Specific language impairment and autism share genetic links, according to a study published October 30. Researchers, for the first time, studied the molecular genetics of families with a history of both autism spectrum disorders (ASD) and language disorders, report scientists from Nationwide Children’s Hospital in Ohio.
Although autism affects about 1 in 88 children in the United States, not all children with autism have language problems. Estimates on the number of children with autism and a language disorder range from about 50 percent to as high as 66 percent. The results of this research are particularly important as they partially explain why some children with ASD have language problems when other children with ASD do not.
Seventy-nine families who had a child with autism and another child with a language disorder were studied. Blood tests and clinical tests evaluating grammar, vocabulary and language processing were studied by the research team, which included experts from Rutgers University. The team looked for common genetic factors to determine if ASD and specific language impairment were connected.
“A genetic cause of language impairment may help explain why some kids with ASD have language impairments and others don’t, as well as why some members of a family have language impairment only and others have ASD as well,” says Christopher W. Bartlett, Ph.D., lead author of the study. Bartlett also commented,“This research is important because it is hard to understand autism until we find the genes that might be involved. But most of all, we want to know why there is such a range in communication abilities in children with autism—why so many children have language difficulties when it’s not required for the diagnosis.”
Further research on the genetics of these families is planned. The goal of that research is to try and pinpoint the exact genes and gene mutations that are common in ASD and specific language impairment.
Specific language impairment explained
The National Institutes of Health report that between seven and eight percent of all children suffer from specific language impairment (SLI). It is a common learning disability that is also called developmental language disorder, language delay or developmental dysphasia.
The symptoms of SLI include:
- delay in starting to talk
- talking but not in an understandable way
- struggling with new words
A speech and language therapist usually diagnoses SLI. Treatment for this disorder includes language enrichment programs and speech and language therapy.
More information on SLI is available from the National Institutes for Health.

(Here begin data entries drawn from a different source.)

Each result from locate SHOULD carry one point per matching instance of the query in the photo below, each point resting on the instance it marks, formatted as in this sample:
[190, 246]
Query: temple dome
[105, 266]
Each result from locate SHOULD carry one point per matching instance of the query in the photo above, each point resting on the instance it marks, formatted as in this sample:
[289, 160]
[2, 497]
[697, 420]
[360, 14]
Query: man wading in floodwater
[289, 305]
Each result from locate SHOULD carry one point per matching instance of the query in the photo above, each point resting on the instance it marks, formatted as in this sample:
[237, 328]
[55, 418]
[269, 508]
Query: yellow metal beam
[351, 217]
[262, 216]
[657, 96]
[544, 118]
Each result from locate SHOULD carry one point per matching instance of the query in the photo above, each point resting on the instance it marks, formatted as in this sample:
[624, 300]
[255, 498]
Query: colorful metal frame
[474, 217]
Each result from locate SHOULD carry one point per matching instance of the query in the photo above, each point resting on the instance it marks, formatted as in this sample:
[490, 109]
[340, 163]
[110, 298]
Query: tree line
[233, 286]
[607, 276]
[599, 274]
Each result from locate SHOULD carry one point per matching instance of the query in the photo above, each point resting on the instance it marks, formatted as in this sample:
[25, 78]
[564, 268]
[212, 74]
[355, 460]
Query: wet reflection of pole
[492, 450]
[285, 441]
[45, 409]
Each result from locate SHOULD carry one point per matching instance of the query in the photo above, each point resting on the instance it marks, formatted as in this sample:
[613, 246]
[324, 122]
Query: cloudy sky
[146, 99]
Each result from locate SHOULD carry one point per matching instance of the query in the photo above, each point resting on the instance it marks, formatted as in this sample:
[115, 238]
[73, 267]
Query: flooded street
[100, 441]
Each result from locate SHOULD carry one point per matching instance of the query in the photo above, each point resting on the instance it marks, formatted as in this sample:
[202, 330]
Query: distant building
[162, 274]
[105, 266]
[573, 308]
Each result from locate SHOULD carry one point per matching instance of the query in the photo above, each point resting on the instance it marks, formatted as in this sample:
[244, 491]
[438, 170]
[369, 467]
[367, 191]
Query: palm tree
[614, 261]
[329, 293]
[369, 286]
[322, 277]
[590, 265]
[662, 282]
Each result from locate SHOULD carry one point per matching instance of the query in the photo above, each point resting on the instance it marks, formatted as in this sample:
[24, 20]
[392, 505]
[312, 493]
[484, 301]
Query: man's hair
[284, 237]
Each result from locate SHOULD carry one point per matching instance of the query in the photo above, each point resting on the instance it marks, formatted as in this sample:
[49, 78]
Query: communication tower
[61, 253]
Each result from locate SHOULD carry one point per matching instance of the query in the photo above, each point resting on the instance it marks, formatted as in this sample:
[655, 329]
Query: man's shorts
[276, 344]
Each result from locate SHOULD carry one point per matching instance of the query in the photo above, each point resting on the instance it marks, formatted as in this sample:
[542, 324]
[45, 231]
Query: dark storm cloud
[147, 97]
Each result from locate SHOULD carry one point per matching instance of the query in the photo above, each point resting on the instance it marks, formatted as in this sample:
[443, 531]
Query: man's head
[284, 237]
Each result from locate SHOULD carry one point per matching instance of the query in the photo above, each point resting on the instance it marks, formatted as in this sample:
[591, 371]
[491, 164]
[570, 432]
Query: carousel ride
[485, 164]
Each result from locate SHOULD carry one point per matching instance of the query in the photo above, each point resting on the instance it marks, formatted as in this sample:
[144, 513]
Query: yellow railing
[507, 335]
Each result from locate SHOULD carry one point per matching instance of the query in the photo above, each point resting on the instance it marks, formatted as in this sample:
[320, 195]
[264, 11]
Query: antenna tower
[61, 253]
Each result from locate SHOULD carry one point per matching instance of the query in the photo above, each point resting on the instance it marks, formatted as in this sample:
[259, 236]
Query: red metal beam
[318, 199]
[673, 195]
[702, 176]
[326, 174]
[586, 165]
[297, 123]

The Mayo Clinic defines autism as a "serious developmental delay." The symptoms of autism can vary from child to child, but typically include difficulties with social interactions, behaviors and language. Specific symptoms of autism include:
- poor eye contact
- being unaware of other's feelings
- not responding to his or her name
- lack of speech or delayed speech
- difficulty maintaining a conversation
- difficulty with imaginative or social play
- repetitive behaviors
- inflexible adherence to specific routines or rituals
An autism specialist generally diagnoses autism through observations and evaluations. A variety of therapies are used to treat children with autism. These therapies include occupational therapy, speech and language therapy, psychological therapy and Applied Behavioral Analysis.
More information on autism is available from the Mayo Clinic.
The study, "A Genome Scan for Loci Shared by Autism Spectrum Disorder and Language Impairment," is published in the American Journal of Psychiatry.